Southern blotting: Transfer by absorption of DNA fragments separated in electrophoretic gels to membrane filters for detection of specific base sequences by radiolabeled complementary probes.

STS: See sequence tagged site.

Tandem repeat sequences: Multiple copies of the same base sequence on a chromosome; used as a marker in physical mapping.

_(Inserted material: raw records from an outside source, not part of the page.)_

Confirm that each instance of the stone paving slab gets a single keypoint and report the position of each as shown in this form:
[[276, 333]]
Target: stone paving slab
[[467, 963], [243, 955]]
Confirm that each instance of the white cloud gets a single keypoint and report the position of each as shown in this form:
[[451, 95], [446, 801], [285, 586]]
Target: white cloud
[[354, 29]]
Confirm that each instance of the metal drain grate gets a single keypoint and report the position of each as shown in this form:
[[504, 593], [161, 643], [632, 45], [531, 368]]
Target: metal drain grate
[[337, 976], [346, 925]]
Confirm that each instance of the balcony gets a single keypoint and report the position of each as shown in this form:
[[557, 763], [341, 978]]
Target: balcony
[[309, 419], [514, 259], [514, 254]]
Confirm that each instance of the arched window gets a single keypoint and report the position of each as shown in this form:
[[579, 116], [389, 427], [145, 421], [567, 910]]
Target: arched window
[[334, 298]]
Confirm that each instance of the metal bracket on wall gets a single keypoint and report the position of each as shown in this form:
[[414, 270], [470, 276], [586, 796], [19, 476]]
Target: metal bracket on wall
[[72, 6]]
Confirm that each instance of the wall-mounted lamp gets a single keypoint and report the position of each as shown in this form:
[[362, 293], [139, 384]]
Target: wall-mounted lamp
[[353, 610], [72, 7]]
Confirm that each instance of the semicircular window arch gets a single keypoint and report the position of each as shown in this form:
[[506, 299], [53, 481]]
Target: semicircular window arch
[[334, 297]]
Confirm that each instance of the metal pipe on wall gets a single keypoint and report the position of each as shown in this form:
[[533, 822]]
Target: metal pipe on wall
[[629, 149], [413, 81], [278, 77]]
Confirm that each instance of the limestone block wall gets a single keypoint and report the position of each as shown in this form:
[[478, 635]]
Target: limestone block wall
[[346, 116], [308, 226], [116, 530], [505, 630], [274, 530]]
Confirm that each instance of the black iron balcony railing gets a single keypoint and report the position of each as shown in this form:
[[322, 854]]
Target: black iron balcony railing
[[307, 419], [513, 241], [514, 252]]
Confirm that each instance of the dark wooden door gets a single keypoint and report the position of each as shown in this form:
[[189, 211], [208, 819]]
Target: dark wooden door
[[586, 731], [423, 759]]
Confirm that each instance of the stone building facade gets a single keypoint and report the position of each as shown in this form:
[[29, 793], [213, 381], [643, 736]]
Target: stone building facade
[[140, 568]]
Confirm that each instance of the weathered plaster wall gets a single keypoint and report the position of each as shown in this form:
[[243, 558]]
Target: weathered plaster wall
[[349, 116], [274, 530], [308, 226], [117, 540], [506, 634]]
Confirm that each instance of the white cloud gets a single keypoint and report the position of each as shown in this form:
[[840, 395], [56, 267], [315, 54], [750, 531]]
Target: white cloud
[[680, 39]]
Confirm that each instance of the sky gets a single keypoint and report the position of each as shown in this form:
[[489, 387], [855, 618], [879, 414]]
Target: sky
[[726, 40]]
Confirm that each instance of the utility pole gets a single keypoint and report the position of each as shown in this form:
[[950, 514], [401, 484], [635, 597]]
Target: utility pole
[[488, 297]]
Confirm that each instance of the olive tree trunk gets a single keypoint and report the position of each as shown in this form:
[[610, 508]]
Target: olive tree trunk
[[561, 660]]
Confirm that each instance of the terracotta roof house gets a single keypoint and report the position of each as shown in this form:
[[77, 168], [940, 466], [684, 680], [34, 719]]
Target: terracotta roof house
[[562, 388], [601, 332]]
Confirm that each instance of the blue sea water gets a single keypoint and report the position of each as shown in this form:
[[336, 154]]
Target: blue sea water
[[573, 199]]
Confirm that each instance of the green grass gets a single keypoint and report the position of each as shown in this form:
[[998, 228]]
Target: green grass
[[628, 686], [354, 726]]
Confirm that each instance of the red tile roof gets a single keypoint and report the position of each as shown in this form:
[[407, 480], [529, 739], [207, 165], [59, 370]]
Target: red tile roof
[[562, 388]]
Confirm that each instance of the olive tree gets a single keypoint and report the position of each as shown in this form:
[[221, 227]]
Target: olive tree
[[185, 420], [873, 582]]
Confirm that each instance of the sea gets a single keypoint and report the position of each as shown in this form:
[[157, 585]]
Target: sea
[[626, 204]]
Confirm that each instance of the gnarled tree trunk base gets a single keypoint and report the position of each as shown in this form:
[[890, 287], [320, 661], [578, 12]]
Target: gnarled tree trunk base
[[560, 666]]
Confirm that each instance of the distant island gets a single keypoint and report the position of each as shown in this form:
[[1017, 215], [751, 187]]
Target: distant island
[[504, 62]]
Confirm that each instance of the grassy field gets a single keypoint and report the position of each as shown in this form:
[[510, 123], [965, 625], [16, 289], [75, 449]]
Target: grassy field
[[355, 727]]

Technology transfer: The process of converting scientific findings from research laboratories into useful products by the commercial sector.

Telomere: The ends of chromosomes. These specialized structures are involved in the replication and stability of linear DNA molecules. See DNA replication.

Thymine (T): A nitrogenous base, one member of the base pair A-T (adenine-thymine).

Transcription: The synthesis of an RNA copy from a sequence of DNA (a gene); the first step in gene expression. Compare translation.

Transfer RNA (tRNA): A class of RNA having structures with triplet nucleotide sequences that are complementary to the triplet nucleotide coding sequences of mRNA. The role of tRNAs in protein synthesis is to bond with amino acids and transfer them to the ribosomes, where proteins are assembled according to the genetic code carried by mRNA.

Transformation: A process by which the genetic material carried by an individual cell is altered by incorporation of exogenous DNA into its genome.

Transition: The term proposed by Freese (1959) for a mutation caused by the substitution in DNA or RNA of one purine by the other, and similarly with the pyrimidines. (see transversion)

Translation: The process in which the genetic code carried by mRNA directs the synthesis of proteins from amino acids. Compare transcription.

Transversion: The term proposed by Freese (1959) for a mutation caused by the substitution of a purine for a pyrimidine, and vice versa, in DNA or RNA. (see Transition).

tRNA: See transfer RNA.

Uracil: A nitrogenous base normally found in RNA but not DNA; uracil is capable of forming a base pair with adenine.

Vector: See cloning vector.

Virus: A noncellular biological entity that can reproduce only within a host cell. Viruses consist of nucleic acid covered by protein; some animal viruses are also surrounded by membrane. Inside the infected cell, the virus uses the synthetic capability of the host to produce progeny virus.

VLSI: Very large-scale integration allowing over 100,000 transistors on a chip.

YAC: See yeast artificial chromosome.

Yeast artificial chromosome (YAC): A vector used to clone DNA fragments (up to 400 kb); it is constructed from the telomeric, centromeric, and replication origin sequences needed for replication in yeast cells. Compare cloning vector, cosmid.